El filme es una suerte de documental pictórico que aspira a hacernos más sabios y más conscientes de lo poco que hemos recorrido en nuestro viaje a esa democracia que sigue permitiendo injusticias y barbaries parecidas a las de hace siglos. El problema de la película es que la presunta objetividad de la propuesta de Leigh, tan áspera como notable, choca frontalmente con un maniqueismo que no despreciaría el mismísimo Ken Loach. Príncipes, aristócratas y mandatarios son malvados y sibilinos; la clase trabajadora es cálida y solidaria. Leigh nos pide identificación emocional cuando su apuesta estética y narrativa la rechaza, y esa tensión, lejos de ser productiva, cortocircuita sus logros.
Lo nuevo de David Oelhoffen, un «polar» del montón
Hace cuatro años, el francés David Oelhoffen sorprendió en la competición de la Mostra con «Lejos de los hombres», un western atípico situado en las montañas del Atlas, en los albores de la guerra de Argelia, que contaba con una sensible interpretación de Viggo Mortensen. Es precisamente el trabajo de los actores, Matthias Schoenaerts y Reda Kateb, lo más destacable de su nuevo filme, «Frères enemis», por otro lado un «polar» del montón que, trabajando en la misma liga argumental que una película como «La noche es nuestra», no sabe calar tan hondo. Es la vieja historia de dos amigos que crecieron en los barrios de la periferia parisina y que acabaron enfrentados a uno y otro lado de la ley.
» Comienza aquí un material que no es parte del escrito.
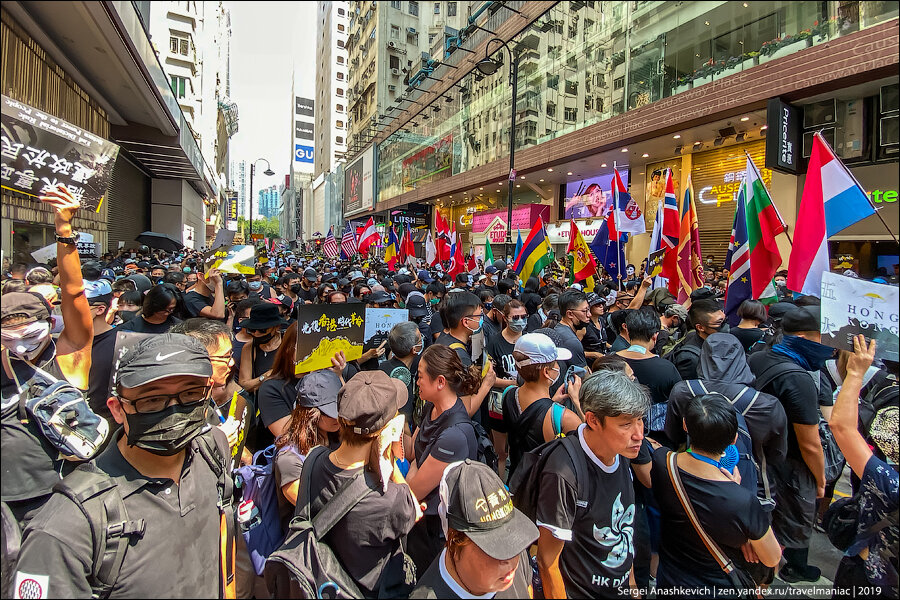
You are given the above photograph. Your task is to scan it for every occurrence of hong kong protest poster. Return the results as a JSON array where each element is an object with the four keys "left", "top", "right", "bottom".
[
  {"left": 294, "top": 304, "right": 365, "bottom": 375},
  {"left": 0, "top": 96, "right": 119, "bottom": 212}
]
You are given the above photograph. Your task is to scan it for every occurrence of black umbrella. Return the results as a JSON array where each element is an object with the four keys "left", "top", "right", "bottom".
[{"left": 134, "top": 231, "right": 184, "bottom": 252}]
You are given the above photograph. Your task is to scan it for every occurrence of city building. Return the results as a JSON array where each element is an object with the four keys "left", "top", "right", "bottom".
[
  {"left": 0, "top": 2, "right": 227, "bottom": 263},
  {"left": 309, "top": 2, "right": 350, "bottom": 177},
  {"left": 253, "top": 185, "right": 278, "bottom": 219},
  {"left": 344, "top": 1, "right": 900, "bottom": 274}
]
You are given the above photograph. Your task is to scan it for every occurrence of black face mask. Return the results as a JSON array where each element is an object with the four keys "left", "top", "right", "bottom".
[{"left": 125, "top": 401, "right": 209, "bottom": 456}]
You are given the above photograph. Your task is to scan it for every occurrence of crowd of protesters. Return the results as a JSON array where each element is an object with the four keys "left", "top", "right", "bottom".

Un confidente asesinado, un alijo de cocaína, una traición y una venganza son el combustible narrativo de una película que se estanca a medio metraje y es incapaz de saltarse el libro de estilo del género. Ni un tópico le falta por tocar, aunque la verdad de sus actores acaba estando por encima de las recetas básicas del policíaco. Schoenaerts tendría que procurar no encasillarse, porque lo que hace aquí (y muy bien) ya lo hizo en «El fiel».